Entonces la mariposa dorada se
arrancó sus propias alas. Quería echar el tiempo atrás, regresar al momento de
su metamorfosis. Y se volvió un gusano, un bello gusano.
Con esa nueva apariencia se fue
arrastrando por un camino lleno de piedras. Y se envolvió en una tristeza
infinita.
Cerraba los ojos y a veces soñaba
con los largos vuelos que hacía con su compañero. Y se imaginaba viviendo ese
idilio que existió de verdad.
Con el tiempo, los cronistas de
la fábula y la poesía, intitularon esta historia como “La segunda vida del
gusano dorado”.
Los ocho hombres empujaban la
carreta con mucho vigor. Iban cantando y recitando versos antiguos.
Ellos sabían que empujando la
carreta creaban una fuerza de muchos kilos. Y esta fuerza era como una flecha
que tenía trayectoria definitiva.
Pero a veces esta fuerza motora
tenía que vencer los embates de ciertos vectores que empujaban al contrario.

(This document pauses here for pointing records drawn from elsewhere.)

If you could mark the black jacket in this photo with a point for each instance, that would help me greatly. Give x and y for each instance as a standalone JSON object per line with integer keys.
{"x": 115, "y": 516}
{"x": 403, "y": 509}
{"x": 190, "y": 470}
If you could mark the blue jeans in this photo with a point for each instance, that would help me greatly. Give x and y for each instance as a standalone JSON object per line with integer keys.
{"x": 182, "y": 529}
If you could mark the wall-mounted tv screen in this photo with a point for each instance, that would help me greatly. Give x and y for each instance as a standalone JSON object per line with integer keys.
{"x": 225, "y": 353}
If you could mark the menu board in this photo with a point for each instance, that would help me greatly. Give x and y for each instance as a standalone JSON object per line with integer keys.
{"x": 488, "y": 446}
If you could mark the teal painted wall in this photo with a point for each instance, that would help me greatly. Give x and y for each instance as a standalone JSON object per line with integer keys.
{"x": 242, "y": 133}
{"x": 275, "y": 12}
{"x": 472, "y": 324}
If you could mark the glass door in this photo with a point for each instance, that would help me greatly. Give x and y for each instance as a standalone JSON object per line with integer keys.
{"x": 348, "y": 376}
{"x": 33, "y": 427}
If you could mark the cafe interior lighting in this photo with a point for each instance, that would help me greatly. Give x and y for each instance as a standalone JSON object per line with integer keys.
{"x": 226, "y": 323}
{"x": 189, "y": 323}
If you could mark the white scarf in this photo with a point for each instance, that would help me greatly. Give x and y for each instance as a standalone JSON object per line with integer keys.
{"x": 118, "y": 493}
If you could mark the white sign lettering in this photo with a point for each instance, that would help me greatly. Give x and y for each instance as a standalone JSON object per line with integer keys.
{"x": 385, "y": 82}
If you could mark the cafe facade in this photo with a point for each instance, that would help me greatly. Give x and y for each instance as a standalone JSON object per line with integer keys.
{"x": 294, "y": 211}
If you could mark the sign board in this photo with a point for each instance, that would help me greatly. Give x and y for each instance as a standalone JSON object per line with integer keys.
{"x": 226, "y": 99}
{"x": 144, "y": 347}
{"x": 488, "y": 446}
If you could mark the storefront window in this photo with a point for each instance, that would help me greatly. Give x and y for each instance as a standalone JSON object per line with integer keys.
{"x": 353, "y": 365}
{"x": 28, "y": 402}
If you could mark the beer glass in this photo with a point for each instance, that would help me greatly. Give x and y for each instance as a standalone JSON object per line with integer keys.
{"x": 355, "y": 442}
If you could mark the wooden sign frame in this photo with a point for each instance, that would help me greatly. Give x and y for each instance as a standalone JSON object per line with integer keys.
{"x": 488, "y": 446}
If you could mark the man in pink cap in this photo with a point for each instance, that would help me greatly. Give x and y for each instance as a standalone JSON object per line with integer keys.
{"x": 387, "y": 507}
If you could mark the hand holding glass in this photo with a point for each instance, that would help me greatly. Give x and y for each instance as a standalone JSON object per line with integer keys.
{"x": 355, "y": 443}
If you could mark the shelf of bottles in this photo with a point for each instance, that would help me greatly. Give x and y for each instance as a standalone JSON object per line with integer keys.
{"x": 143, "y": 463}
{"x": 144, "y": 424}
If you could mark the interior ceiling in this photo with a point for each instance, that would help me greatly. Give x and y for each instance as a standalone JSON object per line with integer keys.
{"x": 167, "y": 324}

Estas fuerzas negativas eran como obstáculos en una carrera olímpica.
Y la influencia de estas
fuerzas contrarias hacía que la trayectoria principal se desviara o se
retrasara en su trabajo.
--Así es la vida –decían todos.
Eduardo Rodríguez Solís
(D.F.) ha publicado libros de teatro, cuento y novela. Fue el primer editor de
la revista Mester, del Taller de Juan
José Arreola. Ha recibido reconocimientos nacionales por Banderitas de papel picado, Sobre
los orígenes del hombre, Doncella vestida de blanco y El señor que vestía pulgas. Su cuento San Simón de los Magueyes ha sido premiado y llevado al cine por Alejandro
Galindo, con guión de Carlos Bracho. Su obra de teatro Las ondas de la Catrina ha sido representada en muchos países, así
como en Broadway, New York. Actualmente vive y trabaja en Houston, Texas. (erivera1456@yahoo.com)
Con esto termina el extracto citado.